First up is my Georgian language ability. From the beginning
of PST I slacked off on my language acquisition. I figured “Hey, two years is a
long time, and I am in class four hours a day, six days a week, I need to relax
and not study too hard.” Ugh… I wish in PST I spent more time studying the
vocabulary and really trying to take in the language. It was hard because it
really was the first language I ever had to learn, and there was a lot of
terminology and grammar that I didn’t understand. I am not horrible at
Georgian, but I could have done better. I remember before I left I thought I’d
spend the first year learning Georgian, and the second year learning Russian (I’ve
always wanted to learn and speak Russian). I set that goal for myself, and I
didn’t achieve it well. I can read in Russian, and having a Russian speaking
girlfriend certainly helps, but I failed in learning being fluent in Georgian,
and hardly know Russian. I keep this in mind, because I need to continue
studying Russian, and I know that it just takes WORK. No way around it, I just
need to work at it.
My second perceived failure would be in the schools. To
anybody who isn’t a teacher I want to tell you: TEACHING IS HARD. It’s easy if
all you want to do is babysit all day long, but daily lesson planning, planning
activities, classroom management, and dealing with a wide range of knowledge
and abilities is difficult. Then throw in my less than superb language
abilities and all you find is a frustrated Tom being laughed at by a classroom
of students for saying “kvertskhebi” (eggs). In Georgian the ‘ebi’ signifies
possessive case, but when used with the word for egg, “kvertski” it means
testicles. Live and learn. These language issues and frustrations with large class
sizes was a breeding ground for my discontent. I came in the first year with a good
attitude, but there were multiple issues in and out of my control that resulted
in me pulling away from the school and really letting many of my students down.

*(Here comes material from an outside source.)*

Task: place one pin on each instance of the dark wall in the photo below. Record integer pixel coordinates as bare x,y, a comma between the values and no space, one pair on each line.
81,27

]I did my best, but I still have a lot to learn about teaching.
I’d say my third failure—well not really a failure more a
regret—was not getting out more. I met a lot of people and did a lot in my
first few months at site. My host sister and I would go to the park and we’d
just go around Keda having fun. It was a good summer. The first winter forced
everyone to stay indoors, but I didn’t come back out of my shell the next
spring. I don’t know why, but I didn’t spend as much time hanging out in the
center of town or going to other people’s houses. I think some was culture
shock hitting me, and feeling frustrated being asked the same frustrating
questions. Some of it was people asking me why I didn’t speak Georgian better,
and me feeling guilty and therefore not willing to say anything else. Then
maybe it was that whenever I did go to someone else’s home I would be expected
to drink copious amounts of wine and/or tchatcha. You might think, “Dude, that’s
awesome.” No, it isn’t. Seriously, parts of me just want to go back to the USA
and never touch a drink again. I never had a bad experience, and I never got
sick, but I have never been a huge drinker, and I disliked being judged for not
drinking enough (ironically if you drink too much it’s looked down on and they
gossip about it). Still, I wish I had gone out more and just hung out with
people in town.
So, there you have it. These failures don’t define my PC
service, and I’m not upset or depressed by them. I’m just reflecting on the
experience, and trying to find ways to grow and learn from it. I’m sure there
are other mistakes I’ve made, and other things I could have and should have
done differently, this is it for now.